TartuNLP @ SIGTYP 2024 Shared Task: Adapting XLM-RoBERTa for Ancient and Historical Languages
Aleksei Dorkin, Kairit Sirts
TL;DR
The paper tackles word embedding evaluation for ancient and historical languages by adapting XLM-RoBERTa via a stacked, parameter-efficient adapters framework. It trains per-language language adapters and two task adapters (POS/morphology and lemmatization), with custom tokenizers and embeddings when necessary, to handle 16 languages up to 1700 CE. The approach achieves an overall second place on the SIGTYP 2024 unconstrained subtask and first in word-level gap filling, demonstrating that modern pre-trained models can be effectively repurposed for historical languages through adapters. The work emphasizes computational efficiency and portability, suggesting future enhancements through adapter fusion and improved embedding strategies to further close gaps for underrepresented scripts.
Abstract
We present our submission to the unconstrained subtask of the SIGTYP 2024 Shared Task on Word Embedding Evaluation for Ancient and Historical Languages for morphological annotation, POS-tagging, lemmatization, character- and word-level gap-filling.

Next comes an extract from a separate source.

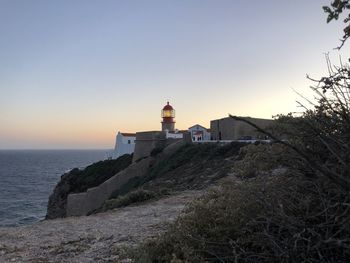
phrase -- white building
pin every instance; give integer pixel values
(174, 135)
(199, 133)
(124, 144)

We developed a simple, uniform, and computationally lightweight approach based on the adapters framework using parameter-efficient fine-tuning. We applied the same adapter-based approach uniformly to all tasks and 16 languages by fine-tuning stacked language- and task-specific adapters. Our submission obtained an overall second place out of three submissions, with the first place in word-level gap-filling. Our results show the feasibility of adapting language models pre-trained on modern languages to historical and ancient languages via adapter training.